Chapter 6 Regret
But regret crept into my bones sooner than I thought would.
The moment my eyes rolled back in sheer frustration, I knew I was already losing my mind. Those red block letters—the contract—flared behind my eyelids like a warning sign I had deliberately ignored.
I clung to it desperately, to the logic, the rules, and the clean lines I had drawn so carefully between us. I told myself it was enough or that it should be enough.
But my body had already betrayed me.
My breath hitched as his mouth traced my skin, heat blooming where I should have felt restraint. I hated how easily my resolve cracked, how my pulse raced as if it had been waiting for this exact moment.
My own voice sounded foreign to me when I said his name, breathless and strained, like it had been pulled out of me against my will.
“Jack… s-stop.”
Even as I said it, the tension coiled low in my body, sharp and undeniable. The contradiction humiliated me. My mind screamed no while everything else leaned toward him, toward the warmth and the attention and the dangerous comfort of being wanted.
It scared the wits out of me. Well, I guess that fear was what finally gave me strength.
I shoved him away, hands trembling, lungs burning as I sucked in air like I’d been drowning.
“I told you to stop.” My voice was breathless, frayed at the edges. “I’m sorry—I shouldn’t have.
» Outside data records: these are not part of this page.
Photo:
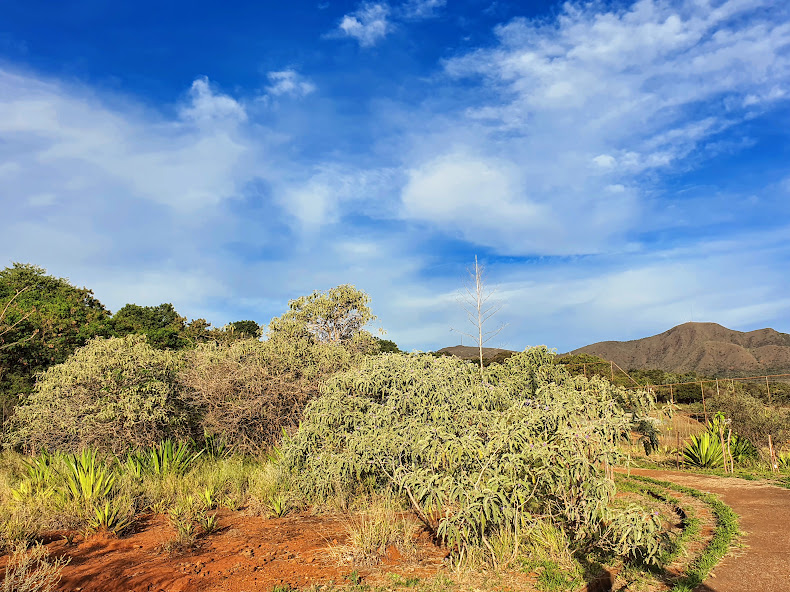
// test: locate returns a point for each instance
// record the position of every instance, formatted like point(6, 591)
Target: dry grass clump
point(372, 533)
point(32, 570)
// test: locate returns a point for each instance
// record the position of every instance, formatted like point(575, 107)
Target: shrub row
point(120, 393)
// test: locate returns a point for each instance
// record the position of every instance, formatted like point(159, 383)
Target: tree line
point(45, 319)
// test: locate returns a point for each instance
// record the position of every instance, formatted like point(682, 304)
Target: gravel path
point(763, 564)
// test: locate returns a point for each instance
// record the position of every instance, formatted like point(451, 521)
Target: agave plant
point(109, 517)
point(741, 449)
point(87, 478)
point(704, 451)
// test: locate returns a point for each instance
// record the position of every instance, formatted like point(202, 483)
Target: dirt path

No, we shouldn’t have done that. I’m sorry, okay? This should never have happened.”
I didn’t wait for his response because I couldn’t. If I stayed even a second longer, I knew I would crumble completely.
So I fled ridiculously to the bathroom.
The door slammed shut behind me, the sound was sharp and final. I moved again immediately, locking myself into the bathroom, as if layers of wood and metal could somehow protect me from what I had just done. The click of the lock echoed far too loudly in the silence that followed.
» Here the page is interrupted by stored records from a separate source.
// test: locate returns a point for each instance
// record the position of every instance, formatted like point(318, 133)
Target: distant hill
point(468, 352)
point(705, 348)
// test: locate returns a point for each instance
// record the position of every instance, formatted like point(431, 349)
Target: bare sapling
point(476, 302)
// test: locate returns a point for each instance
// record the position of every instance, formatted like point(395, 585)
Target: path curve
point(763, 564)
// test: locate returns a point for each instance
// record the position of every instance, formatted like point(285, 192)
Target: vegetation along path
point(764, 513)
Then I leaned back against the door, my spine pressed into the cool surface, eyes squeezed shut so tight it almost hurt. I wanted to rewind time, to erase the last ten minutes like a mistake scribbled in pencil.
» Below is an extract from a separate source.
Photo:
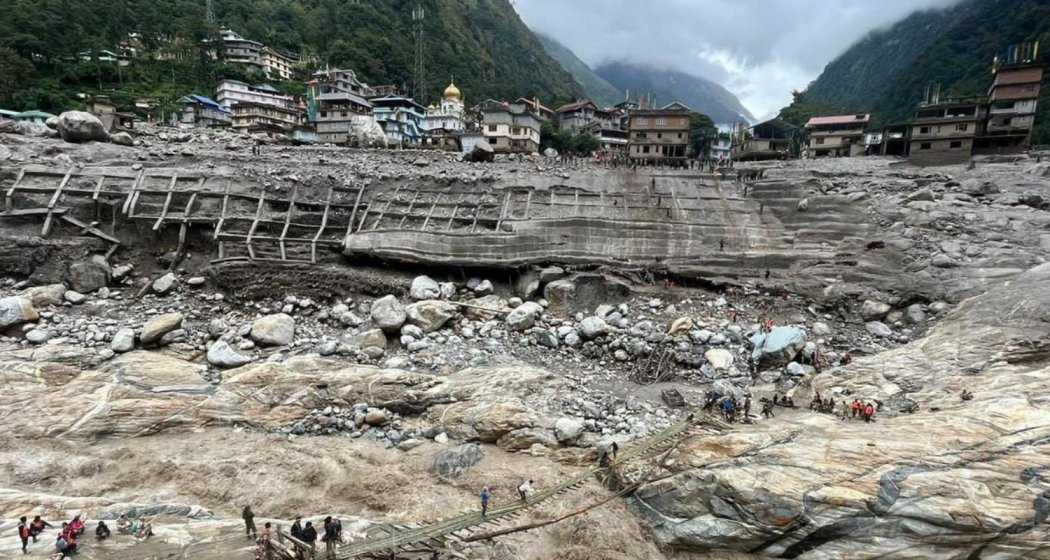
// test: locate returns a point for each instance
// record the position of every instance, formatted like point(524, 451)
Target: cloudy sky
point(759, 49)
But my body remembered everything like a curse: his careful touch and the warmth of his mouth hot on my skin. My knees trembled, weak and unreliable, and I hated them for it. I hated myself for it. Especially the attraction, I didn't realize it until now.
I guess it's because I was becoming weak, maybe too weak and unable to discern what my feelings were.
A sharp breath tore out of me as I slid down the door, my legs folding beneath me until I was sitting on the cold tile, arms wrapping around my torso like I could physically hold myself together. My chest rose and fell unevenly, my breath jagged and the icing on the cake was the shame winding tighter and tighter around my ribs.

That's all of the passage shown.